Из рассказа зауряд-прапорщика выходило, что покрывший себя, неувядающей славой, полк магической кавалерии, в каждом эскадроне которого было не менее десятка магов, после усмирения окрестных племен, как-то сам, незаметно, усох сначала до трех эскадронов, потом до двух, ну а, с остатками последнего эскадрона я имел несчастье познакомиться во время своего противостояния с братом Димитрием в Покровске. Блестящие полковники из свиты брата и были, когда-то, теми суровыми рубаками, что на двадцать лет, принудили степь к миру. Вероятно, полк бы до сих пор существовал, но длительное время в княжестве финансовые вопросы были всецело в руках группы молодых экономистов, которые в два счета доказали, не понимающим в экономике, моим батюшке и матушке, что гораздо важнее иметь круглый счет в банке, а все, недостающее, всегда можно купить.
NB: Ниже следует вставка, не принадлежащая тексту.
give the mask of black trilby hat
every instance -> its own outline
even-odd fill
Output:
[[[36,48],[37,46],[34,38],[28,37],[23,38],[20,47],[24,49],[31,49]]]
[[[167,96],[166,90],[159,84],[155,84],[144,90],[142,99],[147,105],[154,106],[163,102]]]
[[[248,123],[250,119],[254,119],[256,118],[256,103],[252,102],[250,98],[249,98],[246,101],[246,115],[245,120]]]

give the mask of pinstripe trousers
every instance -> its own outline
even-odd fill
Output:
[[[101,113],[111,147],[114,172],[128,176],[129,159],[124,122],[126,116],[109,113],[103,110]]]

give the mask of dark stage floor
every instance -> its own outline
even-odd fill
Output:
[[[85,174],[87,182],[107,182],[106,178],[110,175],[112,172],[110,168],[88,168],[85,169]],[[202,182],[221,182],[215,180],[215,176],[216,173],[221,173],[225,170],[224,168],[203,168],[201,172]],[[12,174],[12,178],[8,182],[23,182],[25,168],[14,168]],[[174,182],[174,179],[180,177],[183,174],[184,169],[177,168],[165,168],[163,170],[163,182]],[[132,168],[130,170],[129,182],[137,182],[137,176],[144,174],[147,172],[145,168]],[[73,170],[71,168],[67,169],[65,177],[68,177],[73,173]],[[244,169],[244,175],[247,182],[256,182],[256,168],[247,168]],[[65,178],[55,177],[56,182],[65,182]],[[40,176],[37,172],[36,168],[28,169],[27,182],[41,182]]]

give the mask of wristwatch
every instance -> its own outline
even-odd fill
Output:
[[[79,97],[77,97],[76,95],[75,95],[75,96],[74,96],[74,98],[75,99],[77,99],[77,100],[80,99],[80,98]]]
Сначала сократили или отправили в отставку всех кавалеристов -немагов, что осуществляли поддержку магов в бою, охраняли их, ухаживали за лошадьми, и выполняли тысячи других важных дел. Потом оказалось, что казне княжества невыгодно содержать сотни боевых, заводных и вьючных коней, а дальние рейды по немирным племенам кочевников, проще заменить на ежегодный магический конный биатлон, куда и приглашать представителей этих самых племен, чтобы они трепетали от мощи магов княжества Булатовых. Ну, а потом случился кризис, и выяснилось, что молодые финансовые гении хранили деньги княжества не в том банке и не на тех условиях, да еще и вложились в рисковый инвестиционный проект деспотии Ханаан, в общем, экономистов выгнали из княжества в двадцать четыре часа. Справедливости ради, надо сказать, что ни один из них не пропал, а самый главный, по фамилии Рудый, вполне себе процветает в королевстве Моравия, где частенько выступал с газетными статями, хая и ругая быт и нравы жителей Империи и Булатовского княжества, но это уже тема другого расследования. Главное, что остатки кавалерийского полка на сегодняшний момент – это десяток полковников, что составляют ныне свиту моего брата.
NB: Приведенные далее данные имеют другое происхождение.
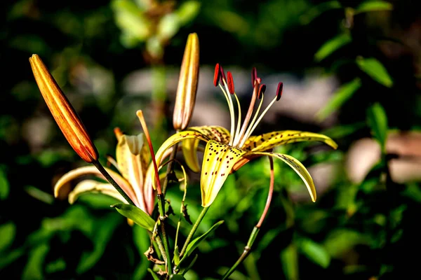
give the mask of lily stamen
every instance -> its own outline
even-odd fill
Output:
[[[247,111],[247,114],[246,115],[246,118],[244,118],[244,121],[243,122],[243,126],[241,127],[241,130],[239,133],[237,133],[235,135],[235,139],[234,140],[233,145],[234,147],[236,147],[239,144],[239,142],[241,141],[241,139],[244,136],[244,132],[246,132],[246,129],[247,128],[247,125],[248,125],[248,122],[251,118],[251,115],[253,113],[253,110],[254,108],[254,105],[256,102],[256,98],[258,97],[259,85],[258,83],[255,82],[255,86],[253,90],[253,94],[251,96],[251,101],[250,102],[250,106],[248,106],[248,110]],[[239,115],[239,118],[241,117]]]

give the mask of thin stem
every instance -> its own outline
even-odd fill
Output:
[[[178,133],[178,130],[175,132]],[[166,187],[168,185],[168,175],[173,172],[173,168],[174,167],[174,158],[175,158],[175,154],[177,153],[177,148],[178,146],[178,143],[175,143],[173,148],[173,150],[171,151],[171,155],[170,155],[170,159],[168,160],[168,166],[167,167],[166,173],[165,174],[165,178],[163,179],[163,182],[162,182],[162,193],[165,195],[166,192]]]
[[[180,258],[182,257],[182,255],[184,255],[185,252],[186,251],[186,249],[187,248],[187,245],[189,245],[189,243],[190,242],[192,237],[193,237],[193,235],[194,234],[194,232],[196,232],[196,230],[197,230],[199,225],[203,220],[203,217],[206,214],[206,212],[208,211],[208,209],[209,209],[209,206],[203,207],[201,212],[200,212],[200,215],[199,215],[197,220],[196,220],[196,223],[194,223],[194,225],[193,225],[193,227],[192,227],[190,232],[189,232],[189,235],[187,236],[186,241],[185,242],[185,244],[182,246],[182,248],[181,249],[181,252],[180,252]]]
[[[266,200],[266,205],[265,205],[265,209],[263,210],[263,213],[260,216],[260,219],[259,222],[255,225],[251,234],[250,234],[250,237],[248,238],[248,241],[247,241],[247,245],[244,247],[244,250],[243,251],[243,253],[236,262],[234,264],[232,267],[225,273],[224,276],[222,277],[222,280],[226,279],[234,272],[234,271],[237,268],[237,267],[243,262],[243,261],[247,258],[248,254],[251,251],[251,246],[254,243],[258,234],[259,233],[259,230],[260,230],[260,227],[262,226],[262,223],[266,218],[266,215],[267,214],[267,211],[269,209],[269,206],[270,205],[270,202],[272,202],[272,198],[274,193],[274,160],[272,158],[269,158],[269,161],[270,162],[270,183],[269,186],[269,193],[267,195],[267,199]]]
[[[95,165],[95,167],[97,168],[97,169],[98,169],[98,171],[100,172],[101,172],[101,174],[107,179],[107,181],[108,181],[109,182],[109,183],[112,184],[112,186],[114,187],[116,190],[117,190],[119,193],[120,195],[121,195],[121,196],[123,197],[124,197],[124,199],[127,201],[127,202],[129,204],[135,206],[135,204],[133,203],[132,200],[131,200],[131,198],[128,197],[128,195],[127,195],[127,194],[126,192],[124,192],[124,191],[121,189],[121,188],[119,186],[119,184],[114,181],[114,179],[112,178],[111,175],[109,175],[108,174],[108,172],[107,172],[107,170],[105,170],[105,169],[102,167],[102,165],[101,165],[101,164],[100,163],[99,161],[94,160],[93,162],[92,162],[92,164],[93,165]]]
[[[167,272],[171,273],[173,271],[171,267],[171,258],[170,255],[170,249],[168,246],[168,238],[166,235],[165,230],[165,206],[163,201],[163,195],[159,194],[158,195],[158,209],[159,210],[159,220],[161,222],[161,234],[162,234],[162,241],[163,243],[163,248],[165,250],[165,254],[166,255],[166,266],[167,267]]]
Полками командовать оные полковники не способны, так как очередные звания получали за меткие броски фаерболлами по мишеням, на ежегодных соревнованиях, в присутствии сопредельных владык, а, следовательно, кроме обороны княжеской резиденции использовать их нигде не возможно. И теперь я стою на околице шахтерского поселка, гляжу на следы, оставшиеся от угнанных людей и вывезенного имущества, и ничего сделать не могу, так как, догнать кочевников на своих двоих невозможно, да и просто устроить дальнюю разведку не получится.
– Все господа, сворачиваемся. – я оглядел сумрачные лица командиров: – Возвращаемся в Покровск.
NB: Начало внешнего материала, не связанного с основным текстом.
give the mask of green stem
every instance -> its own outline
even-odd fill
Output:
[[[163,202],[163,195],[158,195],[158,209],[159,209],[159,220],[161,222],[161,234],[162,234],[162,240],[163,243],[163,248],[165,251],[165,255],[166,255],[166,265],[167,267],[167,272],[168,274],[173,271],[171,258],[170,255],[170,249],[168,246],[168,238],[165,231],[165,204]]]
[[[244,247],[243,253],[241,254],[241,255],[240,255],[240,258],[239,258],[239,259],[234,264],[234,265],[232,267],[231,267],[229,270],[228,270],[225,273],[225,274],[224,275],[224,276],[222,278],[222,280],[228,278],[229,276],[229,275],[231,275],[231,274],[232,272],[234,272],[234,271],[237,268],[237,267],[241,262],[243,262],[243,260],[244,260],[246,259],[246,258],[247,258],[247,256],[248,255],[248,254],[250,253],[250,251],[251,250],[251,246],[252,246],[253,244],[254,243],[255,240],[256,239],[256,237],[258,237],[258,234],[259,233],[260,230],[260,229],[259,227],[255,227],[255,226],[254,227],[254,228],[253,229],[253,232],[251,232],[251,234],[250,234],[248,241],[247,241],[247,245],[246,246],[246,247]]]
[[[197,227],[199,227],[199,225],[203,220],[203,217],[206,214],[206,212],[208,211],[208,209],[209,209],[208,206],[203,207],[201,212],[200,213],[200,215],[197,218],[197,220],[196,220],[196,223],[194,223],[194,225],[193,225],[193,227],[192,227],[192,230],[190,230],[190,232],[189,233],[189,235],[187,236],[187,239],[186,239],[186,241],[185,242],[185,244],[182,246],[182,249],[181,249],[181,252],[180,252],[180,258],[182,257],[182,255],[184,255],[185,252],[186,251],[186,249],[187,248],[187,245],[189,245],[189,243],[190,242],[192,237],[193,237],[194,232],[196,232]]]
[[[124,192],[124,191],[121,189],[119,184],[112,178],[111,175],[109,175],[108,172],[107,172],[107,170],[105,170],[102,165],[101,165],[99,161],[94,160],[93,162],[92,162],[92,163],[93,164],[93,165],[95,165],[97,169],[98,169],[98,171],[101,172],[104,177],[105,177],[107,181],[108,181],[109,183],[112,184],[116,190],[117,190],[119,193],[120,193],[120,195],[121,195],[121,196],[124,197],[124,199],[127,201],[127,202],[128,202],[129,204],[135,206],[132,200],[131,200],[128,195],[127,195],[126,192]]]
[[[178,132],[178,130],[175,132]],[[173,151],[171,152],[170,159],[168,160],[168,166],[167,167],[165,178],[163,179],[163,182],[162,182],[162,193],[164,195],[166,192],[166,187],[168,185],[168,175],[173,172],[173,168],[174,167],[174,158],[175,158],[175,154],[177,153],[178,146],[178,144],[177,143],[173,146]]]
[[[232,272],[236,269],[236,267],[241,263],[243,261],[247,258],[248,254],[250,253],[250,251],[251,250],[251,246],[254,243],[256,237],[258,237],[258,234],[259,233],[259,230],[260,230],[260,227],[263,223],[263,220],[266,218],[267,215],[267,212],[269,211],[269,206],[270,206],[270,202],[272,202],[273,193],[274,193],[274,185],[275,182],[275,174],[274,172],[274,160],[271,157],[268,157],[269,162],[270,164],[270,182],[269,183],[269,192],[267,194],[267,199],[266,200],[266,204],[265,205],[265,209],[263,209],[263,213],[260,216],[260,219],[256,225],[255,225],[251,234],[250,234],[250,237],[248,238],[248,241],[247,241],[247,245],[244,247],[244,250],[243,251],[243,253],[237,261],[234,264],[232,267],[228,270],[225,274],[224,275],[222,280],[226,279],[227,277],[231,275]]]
– Ваша светлость, а гарнизон здесь не оставим?
– Нет, господа, гарнизон я не готов здесь оставлять…– я вскинулся, вспомнив еще одно дело, которое было необходимо выполнить: – Господа, а угольную шахту осмотрели?
– Так точно – из строя шагнул молодой старший унтер-офицер и глядя на меня, преувеличенно оловянными, глазами, доложил: – При проведённом осмотре повреждений в шахте не обнаружено. Ворота были закрыты на замок, ключ от замка висел на крючке, в домике охраны. В галерее сложен инструмент, стоят вагонетки, рельсовый путь в шахту повреждений не имеет. Паровой насос видимых повреждений не имеет, кони в конюшне отсутствуют. На погрузочной площадке складирован подготовленный к перевозке уголь.
– Фамилия ваша, унтер-офицер?
– Старший унтер -офицер Москвин.
– Молодец, толково доложил, встать в строй. Все господа, можно возвращаться. Единственно что, господа, давайте организуем погрузку угля в два полувагона, что пустые подцеплены, чтобы воздух зря не возить.
Пока солдаты грузились в поезд, я запустил ворона по кругу вокруг поселка и оказалось, что не зря. Возле скального выступа, торчащего примерно в версте от окраин поселка, зоркая птица заметила группу людей, скрытно наблюдавших за нашей суетой. Пять человек, одетых как кочевники, при лошадях, но, один из детей степи смотрел в нашу сторону при помощи массивного бинокля. У меня бинокля нет, а у этого типа есть. Хочу, хочу, хочу!
Я не стал опускать птицу ниже, все же ворон не степная птица, и мог вызвать подозрение, а потерять своего воздушного разведчика от меткого выстрела или магического удара, я не хотел.
Обратная дорога до Покровска прошла благополучно. Направив роту стрелков в казармы, я вновь построил господ командиров.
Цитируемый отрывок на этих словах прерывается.